Even though it is invisible, it nevertheless is still material because it is
caused by this 180-degree turn mooted by Althusser (of course, it isn’t
necessarily exactly 180 degrees). Also, while you cannot precisely pinpoint the
exact position of the hinge in space, you can probably work out roughly where
it may be by looking at lines of sight (5). However, unlike a desire line –
which is very apparent – it is not visible, although sometimes there may be
traces…
If
you are fortunate enough you could be present at the making of a perambulatory
hinge. You may be the person on the spot at Birmingham New Street when critical
mass is reached, and that hinge comes into being for the first time. And if, as
the famous and mythical Richard Essex of the London Psychogeographical
Association says, “All ley lines emanate from Porlock”, I wonder where the
‘spiritual’ home of the perambulatory hinge might be?
Notes
(1) Psychogeographers
are urban (generally) walkers who practice a critical form of walking which
investigates particular aspects of the landscape that hold interest to them.

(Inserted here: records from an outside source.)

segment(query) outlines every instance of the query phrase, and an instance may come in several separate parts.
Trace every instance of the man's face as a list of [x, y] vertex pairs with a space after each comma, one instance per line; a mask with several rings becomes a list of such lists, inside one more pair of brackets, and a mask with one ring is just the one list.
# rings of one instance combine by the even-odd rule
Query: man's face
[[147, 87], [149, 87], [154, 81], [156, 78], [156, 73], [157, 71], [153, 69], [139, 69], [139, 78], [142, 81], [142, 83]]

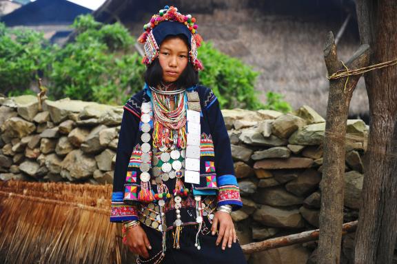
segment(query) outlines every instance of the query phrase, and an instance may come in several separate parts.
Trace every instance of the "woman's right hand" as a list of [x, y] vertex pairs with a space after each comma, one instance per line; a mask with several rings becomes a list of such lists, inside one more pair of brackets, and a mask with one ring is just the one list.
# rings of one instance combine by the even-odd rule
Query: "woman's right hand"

The term ‘psychogeography’ is rather vague and can refer to anything from
analysing the social history of a place to critiquing the prevalence of
neoliberal policy as it appears in our towns and cities. Psychogeographers are
interested in the aesthetics of space and how it affects the psyche.
(2) Perambulatory
hinges are not absolutely a postmodern phenomenon; however, the palimpsest
aspect of postmodern space also makes for it to be more likely to occur in
postmodernity.
(3) We now live in a
secular society and also the position of the State as being the centre of
cultural identity has now been largely displaced in postmodernity.
(4) G. Spencer Brown’s Laws of Form (1969) may of interest to those of you
who are mathematically inclined in regard to ‘calling’.
(5) I would point
those interested in ‘lines of sight’ to Michel Foucault’s ‘Las Meninas’.